The findings regarding memantine’s adjunct to atypical antipsychotics in patients with chronic schizophrenia and residual negative symptoms are conflicting in the literature. Some authors report benefit [1317], while others either refer no significant effect [6, 10] or that the data is inconclusive [18, 19]. However, memantine had been given at the maximum dose for only 9 weeks in the study by Lee et al. [6] and 6 weeks in the study by Lieberman et al. [10]. The patient in our case received memantine in full dose for 16 weeks. Furthermore, his negative symptoms were severe and, as Lieberman suggested, “memantine could be potentially helpful in patients with severe residual psychopathology or pronounced cognitive impairment” [10]. The view regarding its possible usefulness in cases of schizophrenia with cognitive impairment is supported by another study too [20].

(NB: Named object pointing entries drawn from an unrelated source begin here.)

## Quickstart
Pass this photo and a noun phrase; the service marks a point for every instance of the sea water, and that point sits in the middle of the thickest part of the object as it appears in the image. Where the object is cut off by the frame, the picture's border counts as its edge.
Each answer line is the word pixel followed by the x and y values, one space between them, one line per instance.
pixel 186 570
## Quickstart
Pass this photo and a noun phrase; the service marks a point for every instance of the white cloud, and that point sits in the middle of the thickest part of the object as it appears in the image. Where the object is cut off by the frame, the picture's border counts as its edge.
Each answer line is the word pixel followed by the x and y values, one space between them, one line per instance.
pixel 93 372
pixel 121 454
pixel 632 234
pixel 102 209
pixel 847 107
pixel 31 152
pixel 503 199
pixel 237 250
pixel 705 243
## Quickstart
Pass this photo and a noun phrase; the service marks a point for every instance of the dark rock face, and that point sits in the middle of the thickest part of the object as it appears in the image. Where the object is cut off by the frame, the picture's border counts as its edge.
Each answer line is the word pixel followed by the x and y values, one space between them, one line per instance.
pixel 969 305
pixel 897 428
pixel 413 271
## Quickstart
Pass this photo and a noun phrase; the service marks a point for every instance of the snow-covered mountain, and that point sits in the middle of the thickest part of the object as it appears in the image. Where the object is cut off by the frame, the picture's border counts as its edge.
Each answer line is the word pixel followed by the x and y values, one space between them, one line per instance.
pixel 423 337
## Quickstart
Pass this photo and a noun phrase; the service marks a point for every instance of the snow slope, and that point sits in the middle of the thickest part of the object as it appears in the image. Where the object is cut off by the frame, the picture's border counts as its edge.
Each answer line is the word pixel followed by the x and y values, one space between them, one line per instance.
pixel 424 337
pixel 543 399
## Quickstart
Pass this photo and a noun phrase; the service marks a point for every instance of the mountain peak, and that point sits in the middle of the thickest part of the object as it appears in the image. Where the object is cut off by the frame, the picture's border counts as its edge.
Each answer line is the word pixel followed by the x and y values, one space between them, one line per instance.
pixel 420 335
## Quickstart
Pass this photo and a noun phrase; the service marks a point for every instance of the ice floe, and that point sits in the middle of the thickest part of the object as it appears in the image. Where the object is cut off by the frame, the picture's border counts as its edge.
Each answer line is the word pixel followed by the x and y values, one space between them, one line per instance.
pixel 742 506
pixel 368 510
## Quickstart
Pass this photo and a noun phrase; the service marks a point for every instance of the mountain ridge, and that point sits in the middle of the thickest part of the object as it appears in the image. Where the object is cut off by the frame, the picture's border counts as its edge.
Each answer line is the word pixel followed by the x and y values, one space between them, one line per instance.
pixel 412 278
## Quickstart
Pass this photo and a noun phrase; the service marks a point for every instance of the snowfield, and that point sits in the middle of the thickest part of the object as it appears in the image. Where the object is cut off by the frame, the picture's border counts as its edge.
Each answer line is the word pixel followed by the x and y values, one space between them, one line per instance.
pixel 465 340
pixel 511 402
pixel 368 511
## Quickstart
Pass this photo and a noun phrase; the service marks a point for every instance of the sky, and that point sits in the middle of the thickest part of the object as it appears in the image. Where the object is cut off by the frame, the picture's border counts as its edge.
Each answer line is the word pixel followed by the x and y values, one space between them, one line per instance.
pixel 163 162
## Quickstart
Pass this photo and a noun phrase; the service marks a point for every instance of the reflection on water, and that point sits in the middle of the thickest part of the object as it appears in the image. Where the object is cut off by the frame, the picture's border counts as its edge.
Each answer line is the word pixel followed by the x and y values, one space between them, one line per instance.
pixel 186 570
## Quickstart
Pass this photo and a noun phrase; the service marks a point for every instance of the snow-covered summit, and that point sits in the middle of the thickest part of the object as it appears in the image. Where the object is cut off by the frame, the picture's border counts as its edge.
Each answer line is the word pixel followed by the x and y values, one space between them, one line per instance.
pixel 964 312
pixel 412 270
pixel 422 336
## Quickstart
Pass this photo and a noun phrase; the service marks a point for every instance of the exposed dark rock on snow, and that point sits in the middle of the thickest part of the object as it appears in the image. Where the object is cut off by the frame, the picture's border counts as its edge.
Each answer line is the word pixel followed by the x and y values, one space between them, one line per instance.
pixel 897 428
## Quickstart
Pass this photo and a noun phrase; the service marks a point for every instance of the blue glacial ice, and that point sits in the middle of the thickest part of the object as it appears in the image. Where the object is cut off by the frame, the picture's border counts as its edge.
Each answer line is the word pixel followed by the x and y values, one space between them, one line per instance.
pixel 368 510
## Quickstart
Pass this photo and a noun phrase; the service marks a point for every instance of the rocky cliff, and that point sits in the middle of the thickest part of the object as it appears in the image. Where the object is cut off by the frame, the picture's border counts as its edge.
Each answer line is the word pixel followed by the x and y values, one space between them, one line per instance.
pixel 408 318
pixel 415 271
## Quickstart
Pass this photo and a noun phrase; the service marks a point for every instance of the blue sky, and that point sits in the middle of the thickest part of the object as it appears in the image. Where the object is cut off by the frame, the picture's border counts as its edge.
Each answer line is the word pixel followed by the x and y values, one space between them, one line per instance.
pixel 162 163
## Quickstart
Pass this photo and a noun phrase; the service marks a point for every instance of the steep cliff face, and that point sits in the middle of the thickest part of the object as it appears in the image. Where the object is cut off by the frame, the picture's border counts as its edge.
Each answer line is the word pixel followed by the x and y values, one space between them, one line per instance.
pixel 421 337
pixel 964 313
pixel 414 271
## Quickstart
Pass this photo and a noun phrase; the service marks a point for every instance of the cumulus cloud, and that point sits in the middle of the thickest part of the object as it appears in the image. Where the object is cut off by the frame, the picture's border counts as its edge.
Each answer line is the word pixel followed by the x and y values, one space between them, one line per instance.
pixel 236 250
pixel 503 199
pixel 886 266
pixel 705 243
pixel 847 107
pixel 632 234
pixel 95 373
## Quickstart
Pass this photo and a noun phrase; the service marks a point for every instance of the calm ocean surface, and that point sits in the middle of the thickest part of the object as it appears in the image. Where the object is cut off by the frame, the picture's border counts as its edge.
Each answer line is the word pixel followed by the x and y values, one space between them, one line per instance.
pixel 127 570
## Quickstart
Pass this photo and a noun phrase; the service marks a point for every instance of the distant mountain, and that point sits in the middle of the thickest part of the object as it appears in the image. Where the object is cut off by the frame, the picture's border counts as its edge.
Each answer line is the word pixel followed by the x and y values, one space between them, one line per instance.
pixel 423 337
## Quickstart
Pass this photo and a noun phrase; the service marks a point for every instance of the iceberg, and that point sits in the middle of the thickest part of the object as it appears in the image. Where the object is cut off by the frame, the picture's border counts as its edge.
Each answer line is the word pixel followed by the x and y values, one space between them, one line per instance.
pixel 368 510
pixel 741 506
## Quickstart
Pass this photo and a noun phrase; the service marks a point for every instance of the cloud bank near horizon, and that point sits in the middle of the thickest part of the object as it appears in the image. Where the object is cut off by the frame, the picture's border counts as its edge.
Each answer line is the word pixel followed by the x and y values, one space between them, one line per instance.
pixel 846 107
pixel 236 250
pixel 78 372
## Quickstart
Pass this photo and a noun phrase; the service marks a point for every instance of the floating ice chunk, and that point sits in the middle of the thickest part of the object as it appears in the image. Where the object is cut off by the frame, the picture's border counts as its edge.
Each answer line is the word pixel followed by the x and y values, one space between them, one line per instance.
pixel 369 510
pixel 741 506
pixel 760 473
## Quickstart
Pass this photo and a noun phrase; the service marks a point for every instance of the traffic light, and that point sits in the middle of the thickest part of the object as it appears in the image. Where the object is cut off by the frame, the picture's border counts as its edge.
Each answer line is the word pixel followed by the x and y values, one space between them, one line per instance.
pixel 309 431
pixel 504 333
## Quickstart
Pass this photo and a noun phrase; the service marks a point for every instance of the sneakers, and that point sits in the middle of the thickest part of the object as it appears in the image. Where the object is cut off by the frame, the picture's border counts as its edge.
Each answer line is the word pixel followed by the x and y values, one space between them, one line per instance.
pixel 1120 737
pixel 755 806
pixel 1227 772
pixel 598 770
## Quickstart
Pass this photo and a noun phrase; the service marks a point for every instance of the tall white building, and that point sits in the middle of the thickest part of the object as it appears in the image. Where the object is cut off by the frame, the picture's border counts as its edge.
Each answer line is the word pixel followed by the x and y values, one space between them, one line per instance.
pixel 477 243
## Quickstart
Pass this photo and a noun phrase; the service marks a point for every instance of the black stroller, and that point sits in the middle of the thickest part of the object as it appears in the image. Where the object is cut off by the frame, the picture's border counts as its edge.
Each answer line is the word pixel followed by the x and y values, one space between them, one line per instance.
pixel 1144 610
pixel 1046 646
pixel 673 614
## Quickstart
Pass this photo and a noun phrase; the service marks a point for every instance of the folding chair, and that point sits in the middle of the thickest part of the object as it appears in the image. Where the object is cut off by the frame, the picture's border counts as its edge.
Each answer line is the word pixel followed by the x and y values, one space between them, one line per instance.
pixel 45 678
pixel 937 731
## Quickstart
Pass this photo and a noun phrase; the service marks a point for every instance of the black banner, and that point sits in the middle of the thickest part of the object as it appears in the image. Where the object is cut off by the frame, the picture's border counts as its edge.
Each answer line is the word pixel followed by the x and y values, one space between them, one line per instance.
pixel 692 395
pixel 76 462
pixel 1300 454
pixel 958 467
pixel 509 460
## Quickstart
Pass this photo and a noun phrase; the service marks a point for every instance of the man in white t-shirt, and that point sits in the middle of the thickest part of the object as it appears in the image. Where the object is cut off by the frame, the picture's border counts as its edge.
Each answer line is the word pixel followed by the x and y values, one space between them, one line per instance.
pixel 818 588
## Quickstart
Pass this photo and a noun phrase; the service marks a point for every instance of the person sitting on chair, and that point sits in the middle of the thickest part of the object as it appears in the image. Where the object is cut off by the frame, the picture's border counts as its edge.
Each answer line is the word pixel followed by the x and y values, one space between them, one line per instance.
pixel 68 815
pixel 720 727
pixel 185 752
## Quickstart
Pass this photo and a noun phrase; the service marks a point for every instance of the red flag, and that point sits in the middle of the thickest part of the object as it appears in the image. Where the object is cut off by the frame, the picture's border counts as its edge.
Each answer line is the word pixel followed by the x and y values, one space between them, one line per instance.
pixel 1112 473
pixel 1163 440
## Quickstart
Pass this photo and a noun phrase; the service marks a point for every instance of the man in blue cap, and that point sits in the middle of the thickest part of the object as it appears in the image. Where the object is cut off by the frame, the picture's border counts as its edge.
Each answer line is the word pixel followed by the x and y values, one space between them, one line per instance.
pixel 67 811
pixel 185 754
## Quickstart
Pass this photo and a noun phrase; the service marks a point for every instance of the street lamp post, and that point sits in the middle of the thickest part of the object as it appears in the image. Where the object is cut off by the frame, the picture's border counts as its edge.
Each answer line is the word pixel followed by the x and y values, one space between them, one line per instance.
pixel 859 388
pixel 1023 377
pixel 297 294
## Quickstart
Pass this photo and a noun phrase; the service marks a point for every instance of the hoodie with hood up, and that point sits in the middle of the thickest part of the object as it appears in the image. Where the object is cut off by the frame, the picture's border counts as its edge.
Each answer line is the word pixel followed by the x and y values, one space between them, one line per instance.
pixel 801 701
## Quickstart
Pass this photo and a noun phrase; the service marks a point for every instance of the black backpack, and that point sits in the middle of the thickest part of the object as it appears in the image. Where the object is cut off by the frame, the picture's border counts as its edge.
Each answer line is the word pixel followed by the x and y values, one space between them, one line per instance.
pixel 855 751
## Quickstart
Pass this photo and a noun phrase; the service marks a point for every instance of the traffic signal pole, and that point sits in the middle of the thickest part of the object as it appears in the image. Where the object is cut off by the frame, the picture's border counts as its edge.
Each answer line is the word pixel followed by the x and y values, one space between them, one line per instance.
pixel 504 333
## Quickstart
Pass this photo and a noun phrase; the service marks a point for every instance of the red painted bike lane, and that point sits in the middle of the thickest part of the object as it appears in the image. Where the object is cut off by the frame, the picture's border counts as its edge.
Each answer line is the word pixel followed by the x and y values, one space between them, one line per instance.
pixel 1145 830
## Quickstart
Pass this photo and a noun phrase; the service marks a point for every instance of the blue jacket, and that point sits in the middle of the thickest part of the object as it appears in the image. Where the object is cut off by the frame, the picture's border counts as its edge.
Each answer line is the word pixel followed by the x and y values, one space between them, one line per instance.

Rezaei et al. [16] in their study used the same combination of medications as we did—risperidone + memantine—for tackling the negative symptoms in their sample. The authors suggested that, in order to evaluate improvement in primary negative symptoms, it is essential that the patient should be depression-free and without positive or extrapyramidal symptoms. Our patient fulfilled the first 2 criteria but not the third one (in fact, as will be mentioned later, this is a limitation of our study). It is possible that memantine could be a good choice for patients with schizophrenia sharing these characteristics.

A limitation of our study is that the patient was receiving an anticholinergic medication, biperiden, due to extrapyramidal symptoms. Anticholinergics are considered cognitive depressants and have been accused for worsening negative symptoms too [21]. Consequently, a part of the improvement seen could be due to biperiden’s decrease. Another limitation is the fact that the psychiatric scales were not completed prior to memantine’s intake; the remarkable initial response could have not been anticipated.

We conclude that memantine given in full dose for at least 4 months helped in improving specific negative symptoms in a case of chronic schizophrenia with well-controlled positive symptoms and no depression. The combination with a serotonin-dopamine antagonist—risperidone in our case—provides pharmacological benefits; it also proved well—tolerated. Memantine used as an adjunct medication in cases of schizophrenia with the aforementioned characteristics could be proposed as a worthwhile and safe augmenting option.

Conflict of Interests

The author declares that there is no conflict of interests regarding the publication of this paper.


The author would like to express his gratitude to the patient who provided informed consent for anonymous publication.